Erin sat with Jamie’s words for a beat. “If that’s you ‘going too far,’ then I’d say I can handle it.”

Erin heard the slow release of a breath held in too long, before a small voice said, “Really?” Erin nodded, even though she knew Jamie couldn’t see her.

“Yeah, I just don’t really text much.”

Jamie laughed, and the tightness Erin hadn’t realized she felt in her chest released.

“Okay, that explains a lot,” Jamie said through a smile.

Erin felt her cheeks heat again, but instead of shoving the feeling down, she let herself laugh alongside Jamie.

“Okay, I should let you get back to your night,” Jamie said quickly. “Thanks for, um… not hanging up on me.”

Erin smiled. “Anytime.”

Erin ended the call and set her phone on the coffee table, Leo’s head still warm against her leg. The apartment was as quiet as ever, but something in her chest felt lighter than it had in a long time. She glanced down at the faint ink still smudged across her palm and let herself smile.

Ten

Jamie curled up sideways on her couch, phone balanced to her ear, a blanket tangled around her legs. She hadn’t planned on calling her mom tonight, but the fire, the texting, the phone call—it all buzzed too loud in her head to keep to herself.

“I think I embarrassed myself,” she admitted, skipping any kind of hello.

On the other end, her mom chuckled. “Sweetheart, that’s usually how you start your best stories. What happened?”

Jamie pressed her forehead against her knees and groaned. “She called me.

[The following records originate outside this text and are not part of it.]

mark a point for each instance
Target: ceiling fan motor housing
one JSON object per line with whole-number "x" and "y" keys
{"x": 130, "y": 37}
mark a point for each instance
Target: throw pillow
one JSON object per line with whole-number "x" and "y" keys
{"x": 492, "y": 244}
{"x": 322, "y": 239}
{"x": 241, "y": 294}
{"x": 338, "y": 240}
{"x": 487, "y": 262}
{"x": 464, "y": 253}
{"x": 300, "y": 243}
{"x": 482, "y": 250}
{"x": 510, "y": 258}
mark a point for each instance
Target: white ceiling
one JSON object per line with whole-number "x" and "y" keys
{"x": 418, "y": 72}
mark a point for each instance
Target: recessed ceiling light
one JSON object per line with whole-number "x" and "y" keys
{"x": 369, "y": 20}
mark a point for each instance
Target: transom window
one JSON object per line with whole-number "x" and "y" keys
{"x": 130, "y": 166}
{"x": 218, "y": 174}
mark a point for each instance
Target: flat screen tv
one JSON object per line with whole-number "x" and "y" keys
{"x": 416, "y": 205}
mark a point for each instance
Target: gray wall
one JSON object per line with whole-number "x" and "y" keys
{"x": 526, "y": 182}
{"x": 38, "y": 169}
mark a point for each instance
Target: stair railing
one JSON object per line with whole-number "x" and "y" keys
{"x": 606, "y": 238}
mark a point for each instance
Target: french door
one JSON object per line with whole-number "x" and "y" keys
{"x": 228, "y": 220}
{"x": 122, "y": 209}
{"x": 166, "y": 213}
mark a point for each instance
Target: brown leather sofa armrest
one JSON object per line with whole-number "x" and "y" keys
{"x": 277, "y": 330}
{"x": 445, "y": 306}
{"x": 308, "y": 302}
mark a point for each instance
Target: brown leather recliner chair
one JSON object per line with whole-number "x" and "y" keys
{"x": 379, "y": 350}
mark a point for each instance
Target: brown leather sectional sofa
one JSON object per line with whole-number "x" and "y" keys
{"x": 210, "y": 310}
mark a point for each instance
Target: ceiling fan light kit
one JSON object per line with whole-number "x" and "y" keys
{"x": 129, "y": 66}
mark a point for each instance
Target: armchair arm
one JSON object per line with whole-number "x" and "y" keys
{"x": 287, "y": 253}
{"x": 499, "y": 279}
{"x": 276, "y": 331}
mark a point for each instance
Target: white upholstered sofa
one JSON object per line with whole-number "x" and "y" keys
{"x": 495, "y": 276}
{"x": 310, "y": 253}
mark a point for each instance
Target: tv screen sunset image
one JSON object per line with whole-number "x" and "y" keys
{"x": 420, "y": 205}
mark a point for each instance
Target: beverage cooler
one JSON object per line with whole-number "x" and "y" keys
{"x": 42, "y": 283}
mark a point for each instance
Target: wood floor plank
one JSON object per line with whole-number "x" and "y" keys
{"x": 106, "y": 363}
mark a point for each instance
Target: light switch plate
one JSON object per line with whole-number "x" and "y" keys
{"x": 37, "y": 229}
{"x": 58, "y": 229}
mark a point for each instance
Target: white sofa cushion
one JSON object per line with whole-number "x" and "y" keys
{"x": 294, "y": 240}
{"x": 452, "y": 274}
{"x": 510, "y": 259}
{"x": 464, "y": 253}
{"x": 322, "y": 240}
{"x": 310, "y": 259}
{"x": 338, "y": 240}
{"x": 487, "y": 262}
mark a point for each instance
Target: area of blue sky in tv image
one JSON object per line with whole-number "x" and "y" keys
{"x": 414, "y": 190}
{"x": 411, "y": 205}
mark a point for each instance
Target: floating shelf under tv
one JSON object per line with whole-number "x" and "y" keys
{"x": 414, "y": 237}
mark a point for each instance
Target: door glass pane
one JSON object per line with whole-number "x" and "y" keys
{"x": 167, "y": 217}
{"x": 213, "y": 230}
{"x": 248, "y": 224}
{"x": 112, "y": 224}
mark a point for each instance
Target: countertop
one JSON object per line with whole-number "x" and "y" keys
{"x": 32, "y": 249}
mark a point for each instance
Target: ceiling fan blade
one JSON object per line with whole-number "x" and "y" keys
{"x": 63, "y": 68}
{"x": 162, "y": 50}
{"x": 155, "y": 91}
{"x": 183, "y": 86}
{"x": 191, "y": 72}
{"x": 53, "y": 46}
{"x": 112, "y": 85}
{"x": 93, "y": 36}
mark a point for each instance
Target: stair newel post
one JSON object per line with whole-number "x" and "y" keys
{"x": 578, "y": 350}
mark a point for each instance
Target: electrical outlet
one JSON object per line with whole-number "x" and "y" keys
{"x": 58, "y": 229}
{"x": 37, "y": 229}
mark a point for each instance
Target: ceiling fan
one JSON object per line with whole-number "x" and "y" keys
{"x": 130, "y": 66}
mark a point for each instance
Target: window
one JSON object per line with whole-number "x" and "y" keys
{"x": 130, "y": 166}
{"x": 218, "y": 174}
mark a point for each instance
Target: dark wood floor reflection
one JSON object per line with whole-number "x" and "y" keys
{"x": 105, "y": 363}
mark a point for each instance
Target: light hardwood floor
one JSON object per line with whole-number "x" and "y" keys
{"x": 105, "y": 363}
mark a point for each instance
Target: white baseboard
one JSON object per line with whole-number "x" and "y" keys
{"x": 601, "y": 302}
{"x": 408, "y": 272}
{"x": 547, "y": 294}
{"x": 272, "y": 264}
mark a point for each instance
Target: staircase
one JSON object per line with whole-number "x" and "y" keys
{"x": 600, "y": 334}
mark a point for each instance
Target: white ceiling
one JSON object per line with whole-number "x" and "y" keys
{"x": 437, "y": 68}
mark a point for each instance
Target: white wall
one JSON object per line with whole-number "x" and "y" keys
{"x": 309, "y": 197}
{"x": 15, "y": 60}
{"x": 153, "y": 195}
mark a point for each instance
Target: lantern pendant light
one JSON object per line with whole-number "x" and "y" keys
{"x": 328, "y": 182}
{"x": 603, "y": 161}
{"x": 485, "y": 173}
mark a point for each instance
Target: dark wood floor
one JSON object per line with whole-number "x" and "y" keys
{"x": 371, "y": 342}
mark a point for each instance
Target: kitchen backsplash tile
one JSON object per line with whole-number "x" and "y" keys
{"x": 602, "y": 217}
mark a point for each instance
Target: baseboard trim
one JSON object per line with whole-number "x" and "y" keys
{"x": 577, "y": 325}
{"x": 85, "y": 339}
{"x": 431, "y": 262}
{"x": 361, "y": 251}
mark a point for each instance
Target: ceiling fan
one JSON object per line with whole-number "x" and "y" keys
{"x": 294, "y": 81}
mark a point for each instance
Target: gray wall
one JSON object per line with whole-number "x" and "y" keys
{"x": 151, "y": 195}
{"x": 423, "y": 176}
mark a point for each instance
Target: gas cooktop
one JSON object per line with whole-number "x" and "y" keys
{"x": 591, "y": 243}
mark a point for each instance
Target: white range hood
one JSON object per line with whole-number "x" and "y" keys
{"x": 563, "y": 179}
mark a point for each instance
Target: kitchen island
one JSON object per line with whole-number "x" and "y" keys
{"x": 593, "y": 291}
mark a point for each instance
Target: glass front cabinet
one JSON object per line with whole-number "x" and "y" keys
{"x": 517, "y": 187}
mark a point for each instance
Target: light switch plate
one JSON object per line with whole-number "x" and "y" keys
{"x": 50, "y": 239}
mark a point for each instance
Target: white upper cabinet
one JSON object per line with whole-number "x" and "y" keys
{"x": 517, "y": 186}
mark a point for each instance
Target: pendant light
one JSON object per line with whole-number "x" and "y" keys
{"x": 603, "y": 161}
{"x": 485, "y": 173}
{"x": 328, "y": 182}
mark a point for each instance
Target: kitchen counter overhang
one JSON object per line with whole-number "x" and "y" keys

Erin. The police PIO I told you about? I panicked and overshared and—ugh, it was a disaster.”

Her mom made a sympathetic noise, the kind that meant she wasn’t buying it. “Did she hang up on you?”

“No…” Jamie admitted reluctantly. “She actually laughed. Like, really laughed. And I think we ended on good terms? But it was still—” She broke off, feeling her cheeks warm just thinking about it.

“Well then,” her mom said lightly, “maybe it wasn’t a disaster after all.”